NSF News

NSF, AACC announce Community College Innovation Challenge finalists

The U.S. National Science Foundation, in partnership with the American Association of Community Colleges, has selected 12 teams to advance to the final round of the Community College Innovation Challenge.

CCIC seeks to strengthen entrepreneurial thinking among community college students by challenging them to develop innovative solutions to real-world problems. It also enables students to discover and demonstrate their capacity to use STEM to make a difference in the world and to translate that knowledge into action.

"It is truly inspiring to see the creativity and amazing talent of students in the nation's community colleges, and I would like to congratulate the finalists for their hard work," said Karen Marrongelle, assistant director for NSF's Education and Human Resources Directorate. "We need to inspire new generations across all communities to explore the wonders of science and engineering, and CCIC is an exciting opportunity for students to start thinking about STEM careers. I look forward to learning more about their projects and the contributions these students will make to America's STEM future."

Among the ideas teams presented this year are solutions for addressing the pandemic from biodegradable masks to at-home virus testing; virtual reality applications to provide life-skills training to children with autism; and electric vehicle conversion kits.

Teams consist of two to four students and a faculty or administrator team mentor. Finalists will attend a virtual innovation boot camp in June, where they can interact with entrepreneurs and experts in business planning, stakeholder engagement, strategic communication and marketplace dynamics. The boot camp culminates in a student innovation showcase with STEM leaders and congressional stakeholders and a pitch presentation to determine the first, second and third-place winning teams.

"AACC is pleased to have been able to reconceptualize CCIC after postponing last year’s competition due to COVID-19," said Walter G. Bumphus, president and CEO of AACC. "The students competing in this challenge are leaders in innovation, and their use of STEM solutions to benefit society are not only highly significant, but necessary in helping to secure a strong future. Our post-pandemic world will need fresh, innovative minds to design creative solutions to help those that need it most, and we are excited to help facilitate the process."

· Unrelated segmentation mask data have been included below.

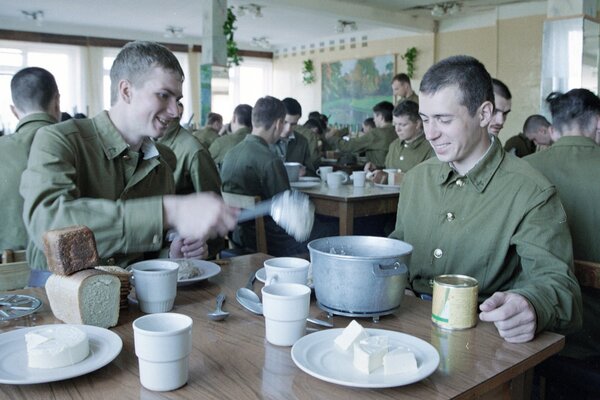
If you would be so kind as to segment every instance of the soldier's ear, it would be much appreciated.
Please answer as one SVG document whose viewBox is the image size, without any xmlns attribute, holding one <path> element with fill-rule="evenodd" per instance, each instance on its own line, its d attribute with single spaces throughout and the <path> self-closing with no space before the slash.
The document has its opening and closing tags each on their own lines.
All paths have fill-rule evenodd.
<svg viewBox="0 0 600 400">
<path fill-rule="evenodd" d="M 132 84 L 127 79 L 121 79 L 119 81 L 119 98 L 125 103 L 131 103 L 131 88 Z"/>
<path fill-rule="evenodd" d="M 484 101 L 477 110 L 479 117 L 479 126 L 488 126 L 494 116 L 494 104 L 491 101 Z"/>
</svg>

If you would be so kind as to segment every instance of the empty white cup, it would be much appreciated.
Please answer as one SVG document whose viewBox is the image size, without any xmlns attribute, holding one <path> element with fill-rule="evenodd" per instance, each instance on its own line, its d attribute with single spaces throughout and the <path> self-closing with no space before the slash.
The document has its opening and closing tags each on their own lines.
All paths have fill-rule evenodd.
<svg viewBox="0 0 600 400">
<path fill-rule="evenodd" d="M 292 346 L 306 333 L 310 289 L 299 283 L 276 283 L 262 288 L 267 341 Z"/>
<path fill-rule="evenodd" d="M 306 285 L 310 262 L 297 257 L 276 257 L 264 262 L 266 284 L 300 283 Z"/>
<path fill-rule="evenodd" d="M 176 313 L 145 315 L 133 321 L 142 386 L 168 391 L 185 385 L 192 352 L 192 324 L 190 317 Z"/>
<path fill-rule="evenodd" d="M 327 182 L 327 175 L 333 172 L 333 167 L 319 167 L 317 170 L 317 175 L 321 177 L 323 182 Z"/>
<path fill-rule="evenodd" d="M 365 186 L 365 179 L 367 179 L 367 173 L 365 171 L 354 171 L 352 172 L 352 182 L 356 187 Z"/>
<path fill-rule="evenodd" d="M 302 167 L 302 164 L 299 162 L 286 162 L 284 165 L 290 182 L 297 182 L 298 179 L 300 179 L 300 168 Z"/>
<path fill-rule="evenodd" d="M 168 260 L 140 261 L 131 265 L 140 310 L 145 313 L 171 311 L 177 295 L 179 264 Z"/>
<path fill-rule="evenodd" d="M 331 172 L 327 174 L 327 185 L 330 188 L 338 188 L 342 185 L 342 183 L 346 183 L 348 181 L 348 175 L 344 172 Z"/>
</svg>

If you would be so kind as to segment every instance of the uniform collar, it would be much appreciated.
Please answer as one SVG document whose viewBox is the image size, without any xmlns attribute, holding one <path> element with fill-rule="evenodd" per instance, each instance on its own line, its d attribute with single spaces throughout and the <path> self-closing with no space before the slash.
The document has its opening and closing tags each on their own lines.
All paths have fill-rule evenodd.
<svg viewBox="0 0 600 400">
<path fill-rule="evenodd" d="M 415 140 L 413 140 L 412 142 L 408 143 L 406 140 L 402 141 L 402 146 L 407 147 L 409 149 L 415 149 L 417 147 L 419 147 L 421 145 L 421 143 L 423 143 L 425 140 L 425 134 L 420 134 L 419 137 L 417 137 Z"/>
<path fill-rule="evenodd" d="M 30 122 L 48 122 L 50 124 L 56 124 L 58 121 L 56 121 L 56 118 L 45 112 L 28 114 L 19 120 L 15 131 L 18 132 L 23 125 Z"/>
<path fill-rule="evenodd" d="M 233 135 L 246 135 L 250 132 L 252 132 L 250 128 L 248 128 L 247 126 L 242 126 L 240 129 L 233 132 Z"/>
<path fill-rule="evenodd" d="M 107 111 L 102 111 L 100 114 L 96 115 L 92 121 L 98 132 L 98 138 L 106 158 L 112 160 L 129 149 L 129 145 L 125 142 L 121 133 L 110 120 Z M 154 141 L 148 137 L 144 138 L 142 141 L 141 150 L 144 153 L 144 160 L 159 155 Z"/>
<path fill-rule="evenodd" d="M 269 144 L 267 143 L 267 141 L 258 135 L 247 135 L 244 138 L 244 140 L 256 142 L 256 143 L 262 144 L 263 146 L 269 147 Z"/>
<path fill-rule="evenodd" d="M 585 146 L 585 147 L 596 147 L 598 144 L 587 136 L 563 136 L 556 141 L 551 147 L 554 146 Z"/>
<path fill-rule="evenodd" d="M 158 143 L 163 143 L 167 146 L 173 145 L 173 143 L 175 142 L 175 138 L 179 134 L 180 130 L 181 130 L 181 125 L 179 125 L 179 122 L 172 123 L 167 128 L 167 132 L 164 134 L 164 136 L 161 137 L 160 139 L 158 139 Z"/>
<path fill-rule="evenodd" d="M 475 190 L 481 193 L 492 180 L 492 177 L 498 170 L 505 154 L 506 153 L 500 145 L 500 141 L 492 136 L 490 148 L 465 176 L 461 176 L 450 166 L 450 163 L 442 163 L 438 183 L 440 185 L 453 183 L 455 181 L 458 183 L 458 180 L 464 182 L 466 178 L 473 185 Z"/>
</svg>

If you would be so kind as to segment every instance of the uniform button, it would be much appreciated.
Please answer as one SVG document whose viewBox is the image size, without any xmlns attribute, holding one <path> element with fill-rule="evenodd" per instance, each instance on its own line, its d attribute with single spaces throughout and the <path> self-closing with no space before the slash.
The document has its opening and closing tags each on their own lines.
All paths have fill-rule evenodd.
<svg viewBox="0 0 600 400">
<path fill-rule="evenodd" d="M 154 235 L 152 237 L 152 243 L 154 243 L 154 244 L 160 243 L 160 237 L 158 235 Z"/>
<path fill-rule="evenodd" d="M 442 249 L 435 249 L 433 251 L 433 256 L 435 258 L 442 258 L 443 255 L 444 255 L 444 252 L 442 251 Z"/>
<path fill-rule="evenodd" d="M 408 143 L 404 143 L 404 148 L 407 148 L 407 147 L 408 147 Z"/>
<path fill-rule="evenodd" d="M 125 161 L 129 161 L 129 160 L 131 160 L 131 157 L 129 157 L 129 154 L 125 154 L 125 155 L 123 156 L 123 160 L 125 160 Z"/>
<path fill-rule="evenodd" d="M 429 280 L 429 286 L 433 287 L 433 279 Z"/>
<path fill-rule="evenodd" d="M 454 218 L 456 218 L 456 217 L 454 216 L 454 213 L 451 213 L 451 212 L 449 212 L 449 213 L 446 213 L 446 219 L 447 219 L 448 221 L 454 221 Z"/>
<path fill-rule="evenodd" d="M 106 263 L 107 263 L 108 265 L 115 265 L 115 259 L 111 257 L 111 258 L 109 258 L 108 260 L 106 260 Z"/>
<path fill-rule="evenodd" d="M 463 181 L 462 179 L 458 179 L 456 181 L 456 184 L 458 185 L 458 187 L 463 187 L 465 186 L 465 181 Z"/>
<path fill-rule="evenodd" d="M 404 156 L 400 156 L 400 161 L 404 160 Z"/>
</svg>

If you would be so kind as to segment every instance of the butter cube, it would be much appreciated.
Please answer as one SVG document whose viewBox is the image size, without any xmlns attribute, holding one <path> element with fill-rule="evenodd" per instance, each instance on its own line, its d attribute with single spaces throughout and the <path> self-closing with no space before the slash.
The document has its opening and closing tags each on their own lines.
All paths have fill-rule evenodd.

The 12 finalists and their projects are:

  • Austin Community College (Texas)
    • The Officer Aptitude & Stress Information System uses artificial intelligence to help police departments better analyze data from devices such as cameras, GPS systems and heart-rate monitors.
  • Bergen Community College (New Jersey)
    • The Electric Vehicle Conversion Project seeks to reduce carbon emissions within the transportation industry by developing modular kits to convert gasoline-powered pickup trucks into fully electric vehicles. 
  • Borough of Manhattan Community College (New York)
    • The team is developing accessible and affordable virtual reality applications as part of an interactive learning platform to teach essential life skills to children with autism.
  • Columbus State Community College (Ohio)
    • The Greenago: Turning Colleges Green project is placing SMART, self-compacting recycling bins on college campuses that reward students for recycling using an app.
  • Henry Ford College (Michigan)
    • The MaskKito: A Sleek Nano-Cleanser Mask project is developing a COVID-19 prevention mask with the ability to destroy viruses using the combined technology of nano-fiber weaves with UVC radiation.
  • Itawamba Community College (Mississippi)
    • The Achelous project is developing a filtering mechanism to collect clean water that can be used in rural areas in times of emergency and provide water to the homeless.
  • Ivy Tech Community College (Indiana)
    • The Viruscan project seeks to combat the spread of a pandemic virus through an inexpensive, self-administered test that automatically alerts primary care providers. 
  • Johnson County Community College (Kansas)
    • The team is creating a mechanical bench that allows individuals who use mobility aids such as wheelchairs to get from their driver’s seat to the back of their vehicle unassisted to access their device.
  • Nashua Community College (New Hampshire)
    • The EnviroMask project is developing an environmentally friendly, fully biodegradable face mask using cotton with bioplastic and non-woven bamboo fiber.
  • Pasadena City College (California)
    • The team is exploring the use of antibody conjugated nanoparticles to assist in the identification and treatment of cancer and infectious diseases.
  • Tarrant County College (Texas)
    • The Shroomzzz: In-Hive Mushroom Cultivator project is focused on improving the health of bee colonies.
  • Virginia Western Community College (Virginia)
    • The Community Coral Project is supporting coral growth through 3D printing of porous structures made of PLA, a plastic substitute made from fermented plant starch.